A Debian user has recently discovered that systemd prevents the skipping of fsck while booting:
With init, skipping a scheduled fsck during boot was easy, you just pressed Ctrl+c, it was obvious! Today I was late for an online conference. I got home, turned on my computer, and systemd decided it was time to run fsck on my 1TB hard drive. Ok, I just skip it, right? Well, Ctrl+c does not work, ESC does not work, nothing seems to work. I Googled for an answer on my phone but nothing. So, is there a mysterious set of commands they came up with to skip an fsck or is it yet another flaw?
One user chimed in with a hack to work around the flaw, but it involved specifying an argument on the kernel command line. Another user described this so-called "fix" as being "Pretty damn inconvenient and un-discoverable", while yet another pointed out that the "fix" merely prevents "systemd from running fsck in the first place", and it "does not let you cancel a systemd-initiated boot-time fsck which is already in progress."
Further investigation showed that this is a known bug with systemd that was first reported in mid-2011, and remains unfixed as of late December 2014. At least one other user has also fallen victim to this bug.
How could a severe bug of this nature even happen in the first place? How can it remain unfixed over three years after it was first reported?

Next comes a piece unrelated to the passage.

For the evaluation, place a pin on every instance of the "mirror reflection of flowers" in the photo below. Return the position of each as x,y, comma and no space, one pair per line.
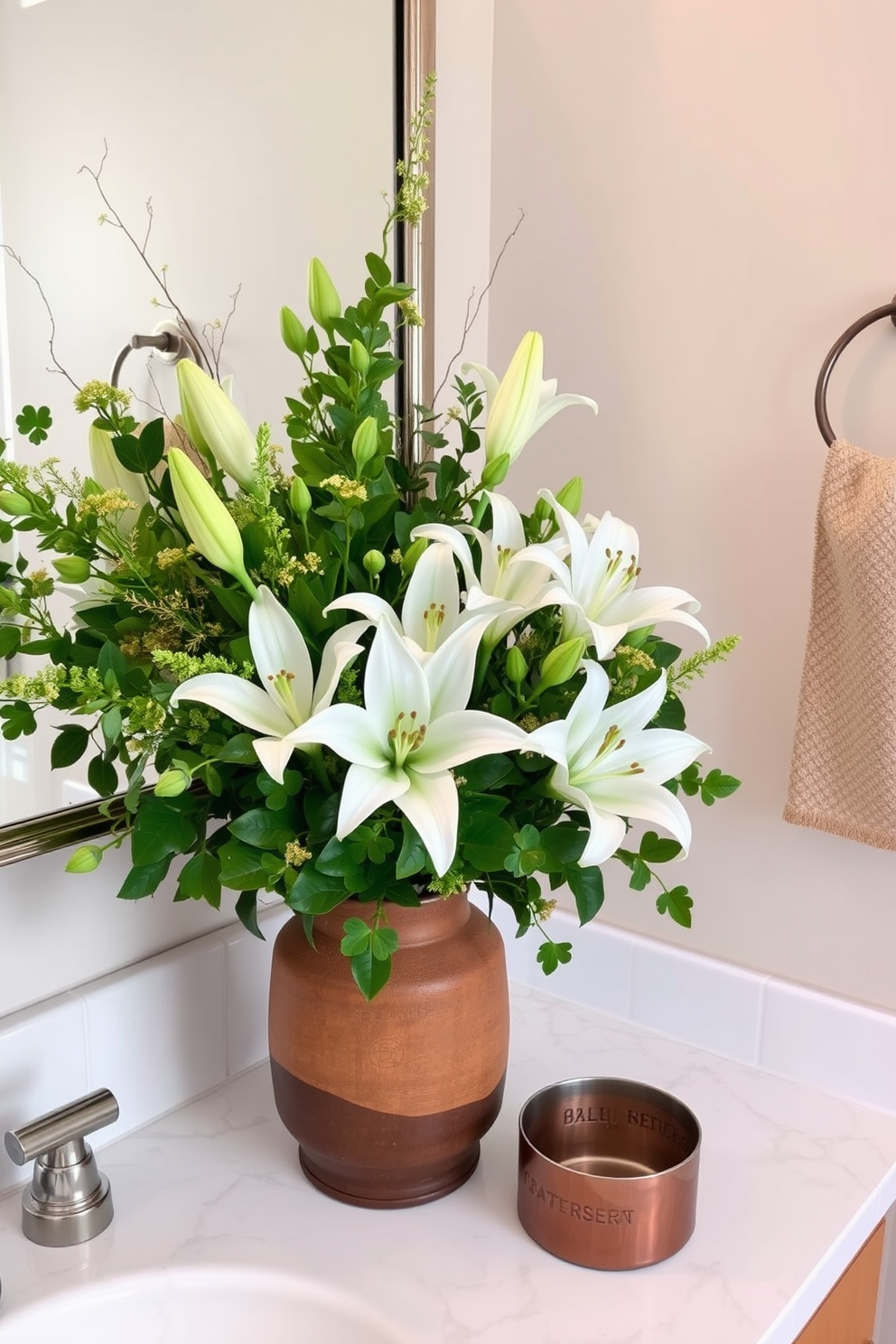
350,675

(Score: 3, Insightful) by VLM on Sunday December 21 2014, @12:41PM
Running the check on a modern HDD may be an hour-long distraction
The "linux people" have moved on to freebsd, where "zpool scrub zroot" runs in the background. Also on my SSD desktop with only a couple gigs of stuff, a scrub only takes a minute or so. We'll call it 20 seconds per gig. "Modern HDD" is an oxymoron other than multi-terabyte beasts that live in a fileserver at home or the NAS at work. I would have to check but I think I'm down to 4 spinning rust drives at home, 3 multi-terabyte beasts in the fileserver and one in the kids xbox.
The "enterprise java windows developers" have all taken over linux now and they're spreading their views over linux rather than merging into the community. So you get folks who think the design of systemd is a great idea, etc. We're stuck with windows ME edition thinking, running on a otherwise decent linux kernel.